Dans le pays, l’internet mobile est coupé depuis lundi matin. Le ministère de la Communication s’est justifié en parlant d’appels à la haine qui circulent sur les réseaux et de risques de troubles à l’ordre public. « Cette coupure vient jeter de l’huile sur le feu parce qu’elle intervient dans un contexte déjà très tendu, dénonce Qemal Affagnon, responsable de la section Afrique de l’Ouest d’Internet sans frontières. Le Sénégal a récemment explosé le record en termes de coupures internet. Nous déplorons une fois de plus cette situation et nous invitons le gouvernement et les opérateurs de téléphonie et toutes les parties prenantes de l’écosystème internet à respecter leurs engagements pour la protection des droits des internautes sénégalais.
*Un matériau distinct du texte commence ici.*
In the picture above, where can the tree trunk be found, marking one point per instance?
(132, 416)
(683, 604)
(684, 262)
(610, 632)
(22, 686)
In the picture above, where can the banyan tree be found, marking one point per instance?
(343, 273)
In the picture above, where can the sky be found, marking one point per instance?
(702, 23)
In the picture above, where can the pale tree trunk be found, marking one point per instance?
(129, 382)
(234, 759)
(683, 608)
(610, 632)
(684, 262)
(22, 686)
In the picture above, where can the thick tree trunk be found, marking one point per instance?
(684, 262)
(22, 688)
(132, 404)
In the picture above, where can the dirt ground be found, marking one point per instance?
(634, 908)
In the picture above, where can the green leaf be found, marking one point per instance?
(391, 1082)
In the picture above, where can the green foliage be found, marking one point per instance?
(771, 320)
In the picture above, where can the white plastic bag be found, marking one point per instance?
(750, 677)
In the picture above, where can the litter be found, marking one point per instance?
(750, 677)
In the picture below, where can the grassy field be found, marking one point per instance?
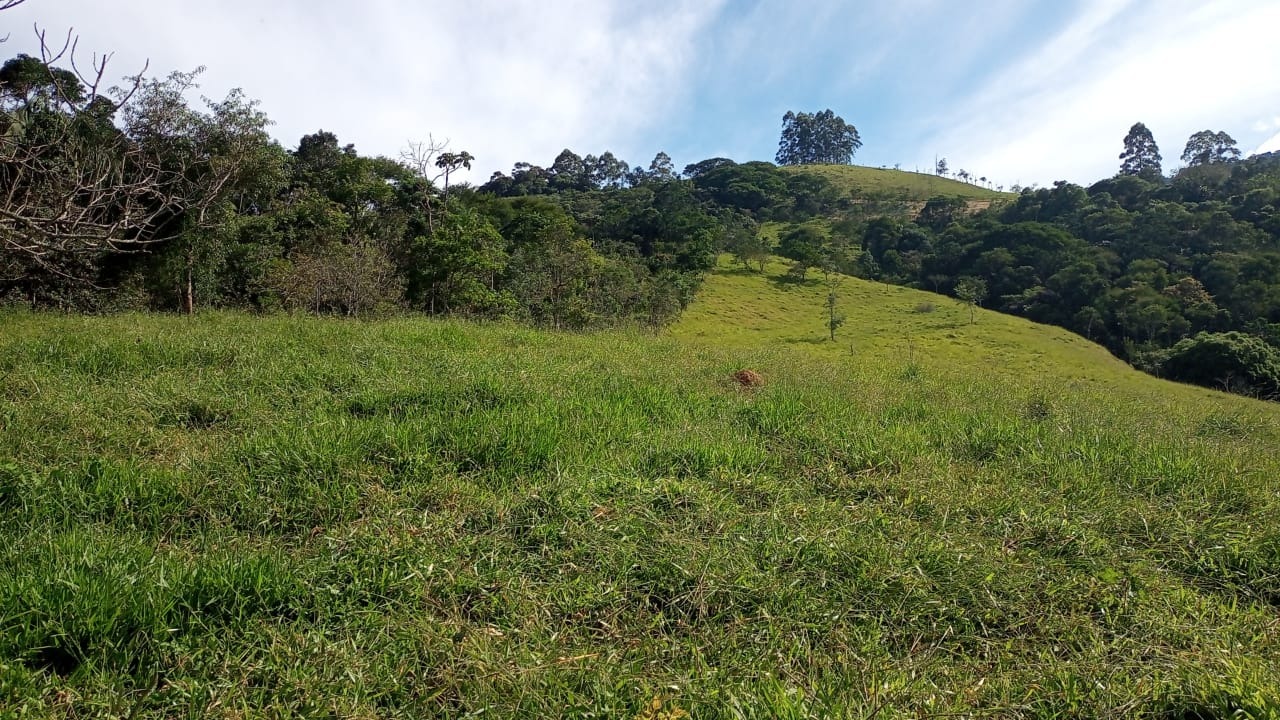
(896, 183)
(232, 516)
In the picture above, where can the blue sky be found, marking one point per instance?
(1020, 91)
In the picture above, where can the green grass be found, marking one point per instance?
(900, 185)
(272, 516)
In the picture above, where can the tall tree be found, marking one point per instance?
(817, 139)
(1207, 147)
(1141, 156)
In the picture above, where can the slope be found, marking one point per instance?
(899, 185)
(237, 515)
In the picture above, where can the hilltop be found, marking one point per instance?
(432, 518)
(862, 181)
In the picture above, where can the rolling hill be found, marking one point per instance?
(240, 515)
(895, 183)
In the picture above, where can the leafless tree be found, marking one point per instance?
(91, 171)
(74, 186)
(5, 5)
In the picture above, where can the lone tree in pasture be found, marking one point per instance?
(1207, 147)
(810, 139)
(833, 318)
(972, 292)
(1141, 156)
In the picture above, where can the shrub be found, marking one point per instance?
(1230, 360)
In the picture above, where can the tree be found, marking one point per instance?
(1206, 147)
(972, 291)
(1141, 156)
(744, 241)
(449, 163)
(833, 319)
(817, 139)
(420, 158)
(1232, 360)
(208, 158)
(76, 188)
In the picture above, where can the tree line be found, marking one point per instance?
(1178, 274)
(136, 199)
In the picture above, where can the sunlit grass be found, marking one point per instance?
(903, 185)
(240, 516)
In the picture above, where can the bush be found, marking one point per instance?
(1233, 360)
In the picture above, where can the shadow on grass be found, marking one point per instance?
(791, 282)
(807, 341)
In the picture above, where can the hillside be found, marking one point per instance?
(899, 185)
(237, 515)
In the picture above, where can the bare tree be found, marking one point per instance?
(429, 162)
(74, 185)
(87, 171)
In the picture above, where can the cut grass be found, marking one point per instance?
(266, 516)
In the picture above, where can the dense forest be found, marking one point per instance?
(1179, 276)
(137, 199)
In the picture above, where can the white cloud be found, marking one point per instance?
(507, 81)
(1061, 113)
(1271, 145)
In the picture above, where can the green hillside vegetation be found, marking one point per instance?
(234, 515)
(900, 185)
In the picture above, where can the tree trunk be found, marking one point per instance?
(188, 296)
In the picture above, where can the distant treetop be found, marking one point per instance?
(817, 139)
(1141, 156)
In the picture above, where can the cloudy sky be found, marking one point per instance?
(1019, 91)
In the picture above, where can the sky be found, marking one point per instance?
(1018, 91)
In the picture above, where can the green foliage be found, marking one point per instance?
(1232, 360)
(1141, 155)
(289, 515)
(972, 292)
(1207, 147)
(810, 139)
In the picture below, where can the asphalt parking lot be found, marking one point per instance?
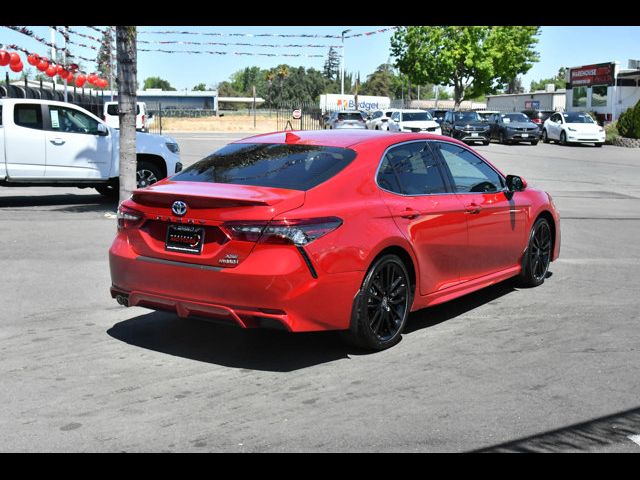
(554, 368)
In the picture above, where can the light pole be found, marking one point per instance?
(342, 64)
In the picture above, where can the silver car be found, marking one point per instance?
(345, 119)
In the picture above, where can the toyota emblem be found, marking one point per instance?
(179, 208)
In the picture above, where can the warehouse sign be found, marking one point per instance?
(600, 74)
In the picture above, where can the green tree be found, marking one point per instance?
(558, 80)
(157, 82)
(474, 60)
(331, 69)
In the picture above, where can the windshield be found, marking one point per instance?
(296, 167)
(514, 117)
(574, 117)
(467, 117)
(416, 116)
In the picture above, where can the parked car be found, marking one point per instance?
(538, 116)
(413, 121)
(50, 143)
(438, 115)
(342, 230)
(112, 117)
(466, 126)
(572, 127)
(345, 119)
(513, 127)
(379, 119)
(487, 114)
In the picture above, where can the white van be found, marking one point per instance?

Cette coupure porte une grave atteinte à la liberté d’expression, à l’information. C’est aussi une violation de tous les droits internationaux auxquels le Sénégal est partie prenante. »

Nous sommes profondément préoccupés par la situation au Sénégal et nous suivons de près son évolution. Le Sénégal a une forte tradition de démocratie et de transfert pacifique du pouvoir. Tout en reconnaissant les allégations d’irrégularités, nous sommes préoccupés par les perturbations du calendrier de l’élection présidentielle. Et nous demandons instamment à tous les participants au processus politique sénégalais de s’engager pacifiquement dans les efforts importants visant à organiser des élections libres, équitables et en temps voulu. Nous appelons aussi les autorités sénégalaises à rétablir immédiatement l’accès à internet et à respecter la liberté d’expression, y compris pour la presse. Les États-Unis soutiennent l’engagement du peuple sénégalais pour la démocratie de plusieurs manières, notamment par des efforts de soutien technique et financier, aussi bien qu’en travaillant directement avec les autorités électorales et la société civile.